Honeywell adds augmented reality to its Immersive Field Simulator

Honeywell announced it is adding augmented reality to its Immersive Field Simulator (IFS), a platform that uses a digital twin of a physical facility to provide targeted, on-demand training for the industrial workforce, said Hydrocarbonprocessing.

The company’s new Immersive Equipment Views, an iPad-exclusive iOS application, mixes real-life environments with digital features and content for meaningful and useful training outside a classroom. Industrial users, who still have the option of the full virtual and mixed reality solutions, can now choose to safely train employees on a tablet from anywhere in the field, without additional training facilities.

The use of augmented reality and automation to address workforce issues supports Honeywell’s alignment of its portfolio to three compelling megatrends: automation, the future of aviation and energy transition.

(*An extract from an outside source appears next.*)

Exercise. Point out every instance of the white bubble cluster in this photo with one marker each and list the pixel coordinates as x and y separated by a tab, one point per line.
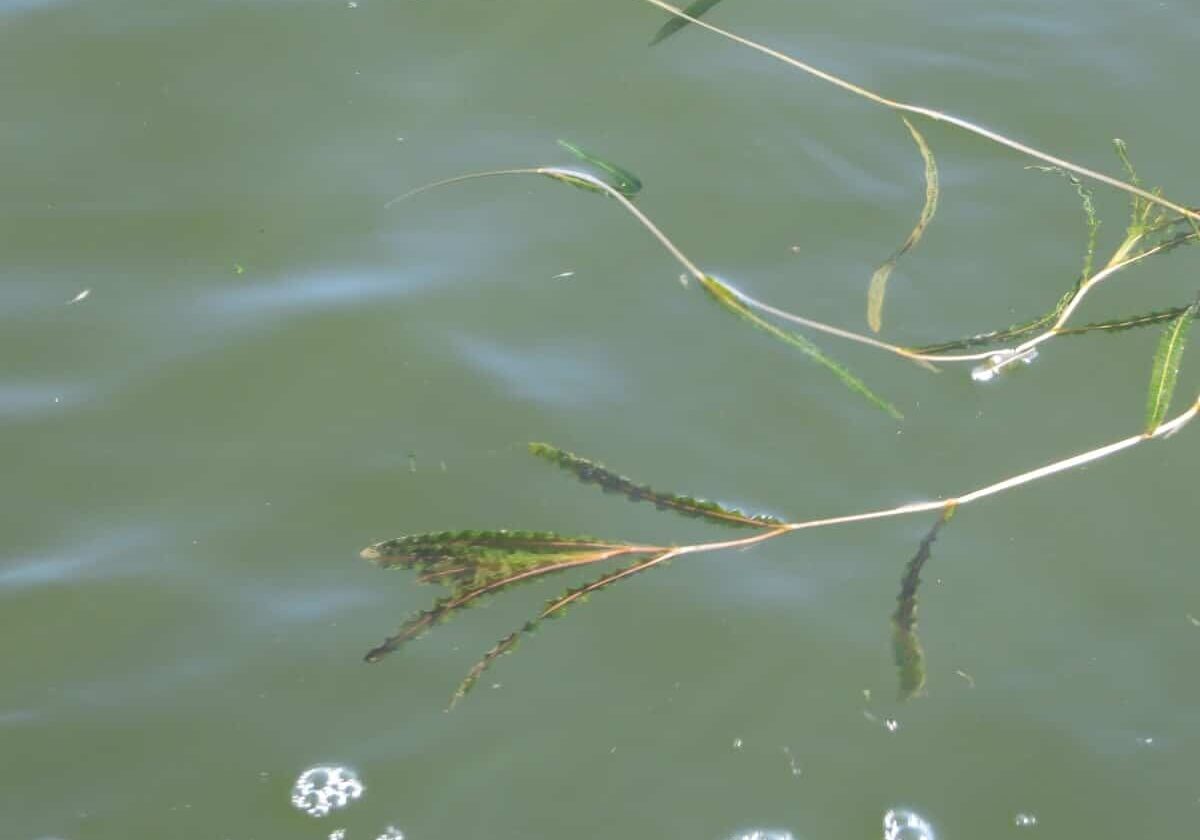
997	363
904	825
324	789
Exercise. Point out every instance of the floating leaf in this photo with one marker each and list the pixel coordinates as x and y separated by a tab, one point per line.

“As the industry works to recapture decades of lost experience with the retirement of a tenured workforce, Honeywell IFS provides a safe and interactive way to bring the mobile-first generation up to speed,” said Pramesh Maheshwari, President of Honeywell Process Solutions. “Honeywell is committed to adding value and efficiency to the workforce of our customers and the industry globally.”

With Honeywell Immersive Equipment Views added to the IFS offering, trainees are now able to troubleshoot and complete real-world tasks around a facility from an iPad. Additionally, users have access to detailed information about internal parts and components of equipment, QR code-based scanning of machinery and an education hub of models and content for more comprehensive learning.

We remind, Honeywell announced the availability of technologies and digital solutions to enable customers in Asia Pacific to produce renewable fuels from multiple sources of renewable feedstocks. Refiners are facing market changes as the drive toward sustainability accelerates to lower greenhouse gas (GHG) emissions. It is imperative for companies to adopt ready now technologies that can help them produce low-carbon, sustainable fuels while maximizing available resources, reducing waste, and meeting their sustainability goals.